Kiranya itulah penyebab kenapa urusan tidak diserahkan pada yang ahli dibudang itu. Hal tersebut tentu harus dihindari atau dicegah melihat ancaman atas sesuatu urusan yang dikerjakan oleh yang bukan ahlinya sangat mengerikan. Hal ini disabdakan oleh sang baginda nabi Muhammad Saw. yang diriwyatkan oleh Imam Bukhari yaitu “Apabila suatu perkara atau urusan diserahkan kepada yang bukan ahlinya, maka tunggulah saat kehancurannya.” . Hanya kata Nauzubillahhi min dzalik dari rakyat yang mengingnkan eksistensi bangsa ini. Jika proklamator dan pejuang kemerdekaan negara ini bisa berkata, mungkin iakan berkata “cucuku mengapa kamu serahkan urusan kepada orang yang bukan ahlinya, betapa akan hancurnya bangsa ini, kami berjuang bersimbah darah, mempertaruhkan nyawa dan meningggalkan keluarga agar bangsa ini bisa eksis, eksis hingga kiamat melanda dunia”.
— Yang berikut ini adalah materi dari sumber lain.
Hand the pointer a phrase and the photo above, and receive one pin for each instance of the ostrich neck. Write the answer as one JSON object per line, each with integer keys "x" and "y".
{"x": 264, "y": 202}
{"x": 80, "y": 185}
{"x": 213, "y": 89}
Bangsa ini bangsa yang besar, dengan jumlah penduduk yang besar, sumberdaya alamnya pun berlimpah pula. Saat urusan mengelola bangsa ini tidak diserahkan kepada ahlinya maka bangsa ini hanya menunggu kehancurannya jika tidak dilakukan usaha untuk memperbaikinya. Negara ini harus menyerahkan semua urusan kepada orang yang ahli di bidangnya agar tetap eksis. Solusi yang bisa dilalui yaitu dengan cara memberantas penyebab-penyebab mengapa hal itu terjadi. Bagaimana caranya? Cara yang harus dilakukan adalah dengan menegakkan keadilan.
Adil adalah menempatkan sesuatu pada tempatnya lawan katanya adalah dzalim. Dzalim adalah menempatkan sesuatu tidak pada tempatnya. Jika suatu sudah ditempatkan pada tempatnya maka yang akan terjadi ialah kejayaan, namun jika suatu tidak ditempatkan pada tempatnya maka yang akan terjadi adalah kehancuran. Menyerahkan urusan pada yang ahlinya itu adalah adil. Menyerahkan urusan karena dasar nepotisme dan menerima suap, itu adalah dzalim.
Mungkin ada yang mengatakan bahwa tegaknya keadilan di negeri yang karut-marut ini hanyalah mimpi.  Ya itu memang mimpi, namun impian itu pasti akan terwujud. Tidakkah semua yang yang dahsyat yang kita saksikan saaat ini berawal dari sebuah mimpi. Pejuang kemerdekaan Indonesia dahulu mungkin hanya bermimpi untuk meraih kemerdekaan. Melihat mesin-mesin canggih penjajah, maryam dan persenjataan yang lengakap yang siap menghabisi nyawa, hanya di lawan dengan sebilah bambu runcing, kemerdekaan benar-benar mimpi. Namun dengan tekad dan keyakinan, kita saksikan saat ini Indonesia telah merdeka berkat perjuangannya. Mimpi yang menjadi kenyataan, benar-benar nyata.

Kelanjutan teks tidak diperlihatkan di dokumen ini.